Why do I need to know connerie?
It’s one of those French slang words that you're unlikely to be taught in school but which is used all the time by native speakers, and is extremely handy for expressing disapproval or disbelief at the stupidity of others.
What does it mean?
Connerie, which is probably best not used in polite company, has a whole range of equivalent words in English, all of which are negative.
La connerie simply means stupidity or a stupid thing.
Faire une connerie means to do something bloody stupid or to screw up. Je crois que j’ai fait une connerie can be translated as 'I think I’ve done something stupid'.
If you want to complain about the stupidity of reckless drivers you can sigh wearily and remark on la connerie des chauffards.
Ce sont des conneries! is useful when listening to fools or extremist politicians or other purveyors of untruths: it simply means 'That’s bullshit'.
A naughty child can be reprimanded with the phrase Arrête tes conneries! ('Stop being silly/fooling around', or 'Cut the crap' if you want to be a little harsher).
The plural form conneries has a host of possible and very useful translations.
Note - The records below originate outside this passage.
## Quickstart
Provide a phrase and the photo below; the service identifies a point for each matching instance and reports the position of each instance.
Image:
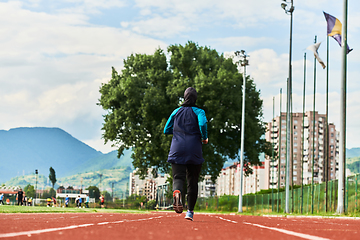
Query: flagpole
(313, 138)
(279, 152)
(288, 106)
(326, 165)
(303, 133)
(272, 159)
(342, 140)
(243, 62)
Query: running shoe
(177, 201)
(189, 215)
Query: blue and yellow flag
(334, 29)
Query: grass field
(24, 209)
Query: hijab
(190, 96)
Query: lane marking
(227, 220)
(29, 233)
(296, 234)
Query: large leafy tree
(140, 99)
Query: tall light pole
(242, 62)
(288, 10)
(341, 208)
(36, 173)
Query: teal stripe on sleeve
(202, 121)
(170, 122)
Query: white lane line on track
(29, 233)
(296, 234)
(227, 220)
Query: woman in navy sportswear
(188, 124)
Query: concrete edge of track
(316, 217)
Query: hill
(353, 164)
(119, 176)
(25, 149)
(352, 152)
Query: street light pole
(288, 105)
(36, 173)
(243, 62)
(341, 208)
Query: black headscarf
(190, 96)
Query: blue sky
(55, 54)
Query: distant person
(87, 200)
(188, 124)
(20, 197)
(67, 201)
(102, 201)
(80, 201)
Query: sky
(54, 55)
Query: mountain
(25, 149)
(118, 175)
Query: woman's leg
(193, 173)
(179, 176)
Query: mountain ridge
(25, 149)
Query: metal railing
(300, 200)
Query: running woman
(188, 124)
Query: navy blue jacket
(188, 126)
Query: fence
(305, 200)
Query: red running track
(162, 225)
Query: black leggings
(191, 172)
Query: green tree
(49, 194)
(29, 191)
(140, 99)
(94, 192)
(52, 176)
(107, 196)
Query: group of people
(22, 199)
(78, 201)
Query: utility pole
(36, 173)
(289, 11)
(342, 141)
(243, 62)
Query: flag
(314, 48)
(334, 28)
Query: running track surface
(165, 225)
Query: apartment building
(152, 186)
(307, 145)
(147, 186)
(228, 181)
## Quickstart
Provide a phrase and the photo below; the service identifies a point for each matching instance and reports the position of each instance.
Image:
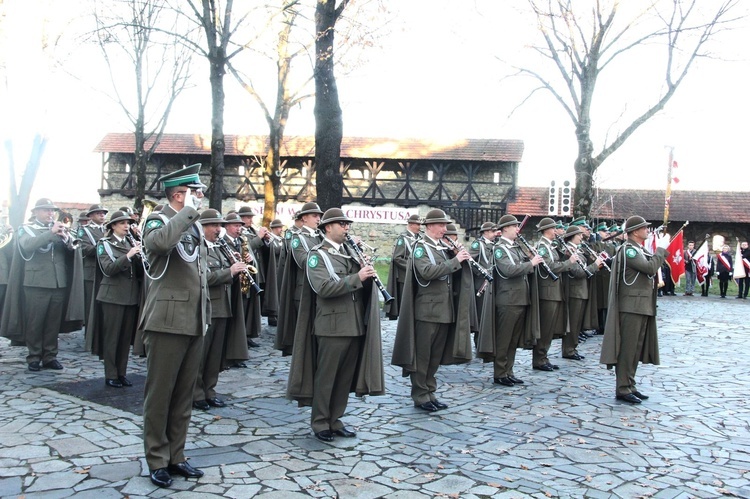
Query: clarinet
(595, 255)
(485, 273)
(564, 245)
(229, 254)
(534, 252)
(363, 262)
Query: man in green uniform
(402, 251)
(339, 312)
(630, 331)
(175, 318)
(434, 325)
(294, 278)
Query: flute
(363, 262)
(534, 252)
(485, 273)
(568, 251)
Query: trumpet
(564, 246)
(484, 272)
(246, 276)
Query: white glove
(662, 242)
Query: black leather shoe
(504, 382)
(184, 469)
(52, 364)
(544, 367)
(439, 404)
(325, 436)
(215, 402)
(629, 398)
(344, 432)
(202, 405)
(161, 478)
(428, 406)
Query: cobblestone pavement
(562, 434)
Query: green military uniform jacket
(632, 290)
(402, 251)
(433, 294)
(177, 300)
(514, 285)
(336, 303)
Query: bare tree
(287, 50)
(157, 71)
(329, 124)
(582, 39)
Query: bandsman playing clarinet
(337, 348)
(630, 331)
(434, 324)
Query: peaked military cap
(307, 209)
(118, 216)
(334, 215)
(97, 207)
(507, 220)
(572, 231)
(635, 222)
(436, 216)
(44, 204)
(233, 218)
(211, 216)
(188, 176)
(545, 223)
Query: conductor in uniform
(630, 331)
(175, 318)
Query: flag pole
(668, 195)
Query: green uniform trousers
(172, 363)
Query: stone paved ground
(560, 435)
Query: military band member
(552, 312)
(515, 304)
(481, 250)
(89, 236)
(294, 278)
(630, 333)
(43, 287)
(238, 239)
(577, 292)
(339, 307)
(175, 319)
(118, 296)
(221, 274)
(434, 324)
(402, 251)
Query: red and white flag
(674, 258)
(700, 258)
(739, 272)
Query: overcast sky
(438, 75)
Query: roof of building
(618, 204)
(351, 147)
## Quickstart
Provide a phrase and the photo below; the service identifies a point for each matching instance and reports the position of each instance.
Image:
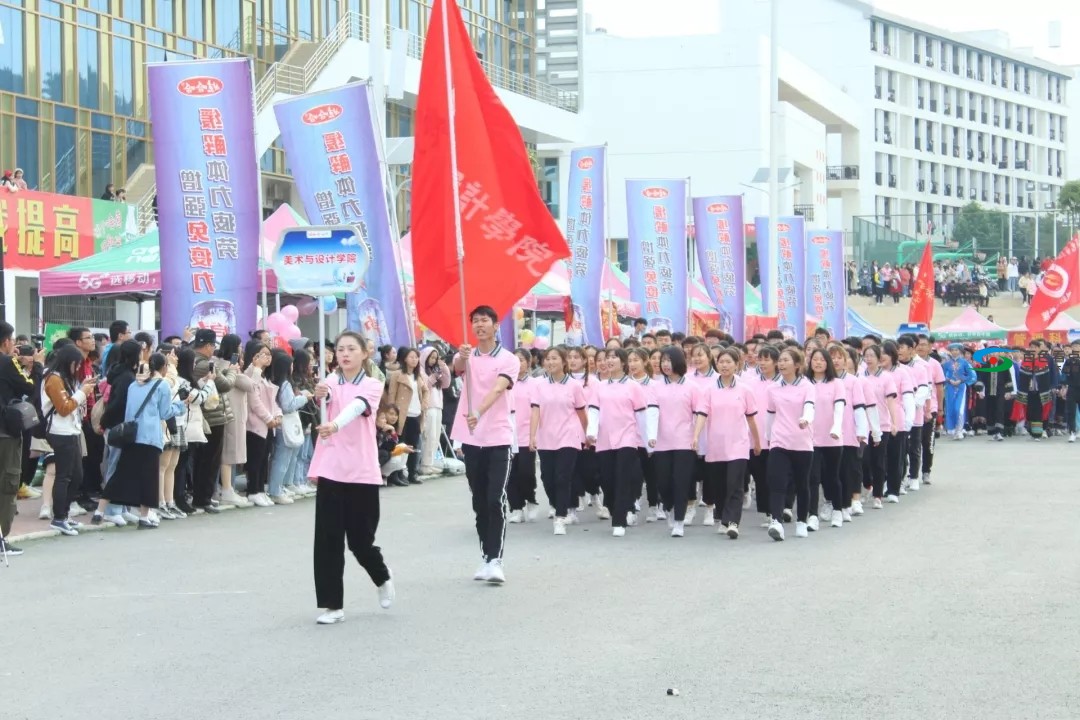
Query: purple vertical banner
(790, 303)
(826, 295)
(721, 254)
(584, 233)
(656, 220)
(337, 164)
(208, 207)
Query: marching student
(557, 431)
(620, 404)
(674, 456)
(829, 393)
(759, 381)
(898, 448)
(486, 430)
(730, 440)
(347, 464)
(640, 371)
(791, 407)
(522, 489)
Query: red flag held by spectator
(921, 309)
(508, 238)
(1057, 290)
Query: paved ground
(960, 602)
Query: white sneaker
(495, 573)
(387, 593)
(331, 617)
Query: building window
(11, 52)
(52, 59)
(90, 82)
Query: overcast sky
(1026, 21)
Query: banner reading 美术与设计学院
(584, 232)
(208, 209)
(826, 295)
(721, 253)
(656, 221)
(335, 158)
(790, 302)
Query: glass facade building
(73, 107)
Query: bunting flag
(478, 221)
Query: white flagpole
(457, 191)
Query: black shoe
(8, 548)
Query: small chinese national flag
(921, 309)
(509, 239)
(1057, 290)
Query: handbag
(125, 433)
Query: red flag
(921, 309)
(509, 239)
(1057, 290)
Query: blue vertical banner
(208, 208)
(721, 253)
(826, 295)
(790, 303)
(337, 164)
(585, 234)
(656, 221)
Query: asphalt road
(959, 602)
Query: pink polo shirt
(759, 386)
(523, 392)
(786, 404)
(494, 429)
(558, 404)
(826, 394)
(729, 408)
(856, 399)
(881, 386)
(619, 403)
(351, 454)
(677, 402)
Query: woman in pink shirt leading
(557, 431)
(347, 464)
(882, 386)
(522, 488)
(791, 407)
(674, 457)
(731, 440)
(620, 405)
(831, 399)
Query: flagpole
(457, 193)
These include 'balderdash', 'rubbish', 'baloney', 'drivel', 'piffle', 'empty talk', 'rot', 'hot air', 'prattle'… We could go on. But you’ve likely got the picture by now.
Instead of saying connerie, you could use bêtise, which means much the same thing but is arguably a little less offensive.
The word derives from the word 'con,' the literal translation of which means a woman’s sexual organs and the English word for which is definitely not safe to be used at work.